OBJECTIVE A point mutation in the mitochondrial genome has been identified as a cause of diabetes and deafness. We report two pedigrees with and A-to-G transition at nucleotide 3243 of mtDNA within the tRNALeu(UUR) gene and focus our investigations on other localizations of the anomaly, particularly muscle and retina. RESEARCH DESIGN AND METHODS Muscular localization has been studied in probands by invasive and noninvasive methods, including muscle biopsy (evaluation of the proportion of mutated mtDNA in comparison to blood cells, measurement of respiratory chain complex activities and histological and histochemical aspects) and 31 P-nuclear magnetic resonance (NMR) spectroscopy. Ophthalmic and angiographic examination of retina, electroretinography, and visual evoked potentials were performed in five subjects. RESULTS This mutation, previously described in patients with mitochondrial myopathy, encephalopathy, lactic acidosis, and stroke-like episodes (MELAS), was expressed more abundantly in muscle than in nucleated blood cells. This low expression in blood cells could hamper the diagnosis for some patients. In addition, despite poor clinical expression, muscle was found to be highly affected. Ragged red fibers and dystrophic mitochondria were observed in muscle biopsy.
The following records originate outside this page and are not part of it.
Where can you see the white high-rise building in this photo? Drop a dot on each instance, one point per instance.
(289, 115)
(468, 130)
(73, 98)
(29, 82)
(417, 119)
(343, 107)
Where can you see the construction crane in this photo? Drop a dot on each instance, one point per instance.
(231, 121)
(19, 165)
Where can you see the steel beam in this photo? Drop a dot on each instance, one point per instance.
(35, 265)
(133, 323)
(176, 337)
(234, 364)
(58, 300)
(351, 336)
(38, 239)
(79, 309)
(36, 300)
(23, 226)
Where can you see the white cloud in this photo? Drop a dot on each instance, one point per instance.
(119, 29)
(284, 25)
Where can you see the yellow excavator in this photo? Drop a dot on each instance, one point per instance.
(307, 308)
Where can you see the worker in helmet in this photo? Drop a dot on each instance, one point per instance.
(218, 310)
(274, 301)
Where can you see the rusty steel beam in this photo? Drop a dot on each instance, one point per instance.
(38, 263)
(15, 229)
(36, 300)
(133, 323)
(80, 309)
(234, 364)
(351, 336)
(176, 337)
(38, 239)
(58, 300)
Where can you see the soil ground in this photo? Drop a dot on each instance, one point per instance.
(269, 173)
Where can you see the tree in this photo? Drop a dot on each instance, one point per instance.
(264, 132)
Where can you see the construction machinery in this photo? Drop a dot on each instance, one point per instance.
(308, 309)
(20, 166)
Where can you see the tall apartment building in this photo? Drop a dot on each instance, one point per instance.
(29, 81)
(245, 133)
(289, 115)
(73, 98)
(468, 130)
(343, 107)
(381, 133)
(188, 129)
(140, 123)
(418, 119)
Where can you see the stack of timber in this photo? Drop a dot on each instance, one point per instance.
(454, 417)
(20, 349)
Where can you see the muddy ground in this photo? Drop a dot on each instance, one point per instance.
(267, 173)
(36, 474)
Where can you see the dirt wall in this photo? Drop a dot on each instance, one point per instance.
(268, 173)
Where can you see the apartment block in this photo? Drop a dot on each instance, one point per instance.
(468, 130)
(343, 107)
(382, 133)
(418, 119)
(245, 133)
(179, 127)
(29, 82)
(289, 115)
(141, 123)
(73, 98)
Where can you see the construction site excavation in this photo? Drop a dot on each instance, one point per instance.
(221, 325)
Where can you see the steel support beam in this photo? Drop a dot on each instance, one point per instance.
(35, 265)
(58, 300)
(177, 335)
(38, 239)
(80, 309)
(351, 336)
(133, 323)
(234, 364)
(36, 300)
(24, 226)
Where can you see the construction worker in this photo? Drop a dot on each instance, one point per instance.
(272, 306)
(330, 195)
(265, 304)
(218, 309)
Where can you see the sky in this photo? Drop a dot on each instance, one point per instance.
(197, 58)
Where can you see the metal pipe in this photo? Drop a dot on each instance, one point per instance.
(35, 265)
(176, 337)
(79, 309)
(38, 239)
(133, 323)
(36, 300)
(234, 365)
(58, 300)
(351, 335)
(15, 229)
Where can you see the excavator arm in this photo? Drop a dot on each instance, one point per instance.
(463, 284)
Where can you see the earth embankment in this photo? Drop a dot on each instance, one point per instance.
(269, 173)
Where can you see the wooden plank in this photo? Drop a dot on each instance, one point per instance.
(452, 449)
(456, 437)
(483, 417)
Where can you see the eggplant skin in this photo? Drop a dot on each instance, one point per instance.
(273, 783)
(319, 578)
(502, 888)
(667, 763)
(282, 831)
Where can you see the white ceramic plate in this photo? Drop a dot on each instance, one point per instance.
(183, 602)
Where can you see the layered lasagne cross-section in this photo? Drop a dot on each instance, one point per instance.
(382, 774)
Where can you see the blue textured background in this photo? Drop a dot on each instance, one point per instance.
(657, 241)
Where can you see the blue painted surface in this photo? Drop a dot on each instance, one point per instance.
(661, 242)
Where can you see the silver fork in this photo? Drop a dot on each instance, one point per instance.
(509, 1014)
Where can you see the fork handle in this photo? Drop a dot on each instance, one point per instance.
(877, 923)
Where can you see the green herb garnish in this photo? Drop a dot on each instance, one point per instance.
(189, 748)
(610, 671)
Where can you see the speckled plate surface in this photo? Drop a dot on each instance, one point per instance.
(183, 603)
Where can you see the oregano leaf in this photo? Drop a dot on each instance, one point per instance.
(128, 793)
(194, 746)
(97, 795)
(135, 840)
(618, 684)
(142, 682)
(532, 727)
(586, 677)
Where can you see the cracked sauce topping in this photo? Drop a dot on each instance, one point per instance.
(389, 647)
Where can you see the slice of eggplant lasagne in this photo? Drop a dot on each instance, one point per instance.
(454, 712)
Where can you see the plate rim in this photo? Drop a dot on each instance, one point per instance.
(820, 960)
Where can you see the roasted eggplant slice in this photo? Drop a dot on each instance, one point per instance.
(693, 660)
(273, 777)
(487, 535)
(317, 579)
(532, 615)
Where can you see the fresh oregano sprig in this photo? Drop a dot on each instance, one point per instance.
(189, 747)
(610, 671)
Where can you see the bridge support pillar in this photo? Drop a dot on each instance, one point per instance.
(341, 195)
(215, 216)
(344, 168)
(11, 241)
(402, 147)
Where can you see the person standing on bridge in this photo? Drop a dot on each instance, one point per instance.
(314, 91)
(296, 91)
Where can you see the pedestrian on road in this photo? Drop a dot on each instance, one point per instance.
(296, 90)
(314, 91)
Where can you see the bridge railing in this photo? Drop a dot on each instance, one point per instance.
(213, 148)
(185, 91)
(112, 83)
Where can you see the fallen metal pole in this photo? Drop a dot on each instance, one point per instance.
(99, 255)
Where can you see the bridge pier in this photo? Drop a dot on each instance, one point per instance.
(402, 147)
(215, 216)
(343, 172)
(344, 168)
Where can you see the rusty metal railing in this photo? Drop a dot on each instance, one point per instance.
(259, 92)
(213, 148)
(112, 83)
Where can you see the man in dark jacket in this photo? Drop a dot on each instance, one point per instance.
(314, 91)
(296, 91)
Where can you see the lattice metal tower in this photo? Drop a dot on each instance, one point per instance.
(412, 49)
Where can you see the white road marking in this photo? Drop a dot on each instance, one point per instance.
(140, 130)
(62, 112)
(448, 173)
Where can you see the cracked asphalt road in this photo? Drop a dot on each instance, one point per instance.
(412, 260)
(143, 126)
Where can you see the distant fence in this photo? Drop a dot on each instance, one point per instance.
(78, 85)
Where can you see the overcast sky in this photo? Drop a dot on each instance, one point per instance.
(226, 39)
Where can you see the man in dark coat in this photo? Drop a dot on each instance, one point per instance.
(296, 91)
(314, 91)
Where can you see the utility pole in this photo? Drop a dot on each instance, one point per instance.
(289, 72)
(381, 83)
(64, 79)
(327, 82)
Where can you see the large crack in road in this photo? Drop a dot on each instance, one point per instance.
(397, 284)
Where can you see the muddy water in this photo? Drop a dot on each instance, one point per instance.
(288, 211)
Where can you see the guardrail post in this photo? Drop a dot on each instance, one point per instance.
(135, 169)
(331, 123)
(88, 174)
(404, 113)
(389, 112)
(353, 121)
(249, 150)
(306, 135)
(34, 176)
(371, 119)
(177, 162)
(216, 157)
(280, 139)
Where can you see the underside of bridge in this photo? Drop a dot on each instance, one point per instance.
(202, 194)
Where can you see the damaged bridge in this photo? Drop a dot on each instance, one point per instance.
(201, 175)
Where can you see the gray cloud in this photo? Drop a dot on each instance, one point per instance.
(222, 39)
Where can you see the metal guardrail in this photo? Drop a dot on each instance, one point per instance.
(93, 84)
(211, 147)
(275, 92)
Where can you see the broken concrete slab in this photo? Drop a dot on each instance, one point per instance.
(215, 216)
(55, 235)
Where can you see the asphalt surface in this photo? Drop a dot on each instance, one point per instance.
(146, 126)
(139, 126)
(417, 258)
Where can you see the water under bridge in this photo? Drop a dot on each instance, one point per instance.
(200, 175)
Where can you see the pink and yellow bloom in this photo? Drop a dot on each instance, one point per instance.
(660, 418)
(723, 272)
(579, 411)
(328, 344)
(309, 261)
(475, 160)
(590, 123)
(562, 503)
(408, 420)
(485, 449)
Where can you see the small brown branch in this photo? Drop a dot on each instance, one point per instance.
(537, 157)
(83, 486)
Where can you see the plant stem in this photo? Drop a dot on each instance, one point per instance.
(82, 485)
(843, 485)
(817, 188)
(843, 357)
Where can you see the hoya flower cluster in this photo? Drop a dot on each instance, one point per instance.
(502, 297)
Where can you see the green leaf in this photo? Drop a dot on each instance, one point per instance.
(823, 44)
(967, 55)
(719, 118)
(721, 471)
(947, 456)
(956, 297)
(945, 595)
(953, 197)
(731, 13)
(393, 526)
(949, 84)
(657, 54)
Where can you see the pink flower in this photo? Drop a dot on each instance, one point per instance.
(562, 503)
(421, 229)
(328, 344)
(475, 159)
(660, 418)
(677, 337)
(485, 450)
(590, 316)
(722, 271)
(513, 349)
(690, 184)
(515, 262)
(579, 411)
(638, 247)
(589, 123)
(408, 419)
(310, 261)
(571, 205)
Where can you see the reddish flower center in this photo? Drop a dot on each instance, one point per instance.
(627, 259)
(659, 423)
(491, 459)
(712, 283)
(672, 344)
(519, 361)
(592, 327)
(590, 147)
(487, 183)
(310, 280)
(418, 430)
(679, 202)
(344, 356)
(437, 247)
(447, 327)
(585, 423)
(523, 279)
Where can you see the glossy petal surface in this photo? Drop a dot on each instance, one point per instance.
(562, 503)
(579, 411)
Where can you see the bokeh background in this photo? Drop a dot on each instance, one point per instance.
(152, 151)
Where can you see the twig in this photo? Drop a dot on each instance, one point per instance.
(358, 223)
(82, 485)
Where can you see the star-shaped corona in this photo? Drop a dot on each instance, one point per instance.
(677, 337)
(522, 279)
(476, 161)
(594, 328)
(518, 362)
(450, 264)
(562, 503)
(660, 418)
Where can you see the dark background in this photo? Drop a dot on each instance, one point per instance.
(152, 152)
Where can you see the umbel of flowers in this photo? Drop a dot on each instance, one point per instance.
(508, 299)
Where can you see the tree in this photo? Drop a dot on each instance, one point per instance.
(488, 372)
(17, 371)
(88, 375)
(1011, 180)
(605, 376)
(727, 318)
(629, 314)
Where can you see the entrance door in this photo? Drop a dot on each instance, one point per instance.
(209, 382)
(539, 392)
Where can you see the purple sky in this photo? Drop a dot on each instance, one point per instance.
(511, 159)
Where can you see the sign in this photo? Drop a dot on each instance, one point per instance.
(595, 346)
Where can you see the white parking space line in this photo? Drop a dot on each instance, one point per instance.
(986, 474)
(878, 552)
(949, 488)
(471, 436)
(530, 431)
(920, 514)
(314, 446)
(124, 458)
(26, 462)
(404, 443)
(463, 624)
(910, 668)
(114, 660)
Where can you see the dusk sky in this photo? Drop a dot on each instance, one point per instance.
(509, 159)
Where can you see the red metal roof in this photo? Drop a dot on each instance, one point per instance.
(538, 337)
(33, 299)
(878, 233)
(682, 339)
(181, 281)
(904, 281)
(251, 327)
Histochemical assays showed decreased activity of respiratory chain complexes, and 31 P-NMR in vivo data further confirmed the defect of muscle oxidative processes. Exercise-induced lactate production was increased. Finally, in both families, an atypical “salt and pepper” pigmentary retinopathy was observed without consequences on visual acuity. CONCLUSIONS In diabetes secondary to 3243 mtDNA mutation, infraclinical muscular and ocular lesions are frequent. These two locations of the disease, which are easily investigated by simple methods, can help in the diagnosis of this new type of diabetes.